The example application sends the product information to Causal and displays the product to the application user as follows:

demo image product

Outputs

The output section is data that Causal returns to the front end. In this case it defines the callToAction, (a.k.a the CTA)

    output {
"The text next to the stars that prompts the visitor to rate the product"
callToAction: String! = "Rate this product!"

As with the args section, you have a set of field names and types. However, for output fields you must additionally define a default value.
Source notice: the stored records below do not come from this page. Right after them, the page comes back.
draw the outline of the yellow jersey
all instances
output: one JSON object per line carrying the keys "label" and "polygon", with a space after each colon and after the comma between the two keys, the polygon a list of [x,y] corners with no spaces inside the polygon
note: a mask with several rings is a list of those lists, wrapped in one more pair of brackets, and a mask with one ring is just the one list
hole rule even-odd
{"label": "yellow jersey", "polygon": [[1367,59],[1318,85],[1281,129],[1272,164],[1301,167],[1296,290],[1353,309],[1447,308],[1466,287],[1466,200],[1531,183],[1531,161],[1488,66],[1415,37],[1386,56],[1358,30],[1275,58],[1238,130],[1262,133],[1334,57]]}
The default value's primary function is to return meaningful output to our client UIs that request a feature in cases where the server does not know about the field yet. For example, when you are introducing a new feature and haven't checked in your code yet. Or, when you are connected to an impression server running off an older code branch. If you are familiar with Avro it is the exact same concept. For more information on default values and schema migration, see Calling Convention.

Because the CTA is an output, non-technical users can change its value through the Causal web interface without the need to redeploy any code. The example application displays the CTA as follows.

demo image product

Events

The events section declares events that are necessary to evaluate a product feature. In this case it defines the rating event. The events declared within a feature definition are specific to that feature. Causal will automatically associate these events with the correct feature impression in the data warehouse. This makes it easy to build a machine learning model or do impression by impression analysis to improve a feature.3 4

        actionButton: String! = "Send Review"
}

"Occurs each time a rating is collected"

The example application will wire clicks on the stars to the rating event.

demo image product

Events can also be defined at the session level in cases where there is no associated feature impression that is directly related to the event.


  1. The term front end is used throughout this text, but it could be any client that needs to collect and log product features, such as a back end API or a microservice.
  2. String! is how you define a required string in GraphQL.
  3. Causal puts all the data you need to analyse a feature's impression on a single table row. With simple append-only data stores, you'd have to do a bunch of further ETL to get the data into usable format. Causal's tables are usable out of the box.
  4. This structure also means that access the data in a Causal impression table is orders of magnitude faster than in other systems.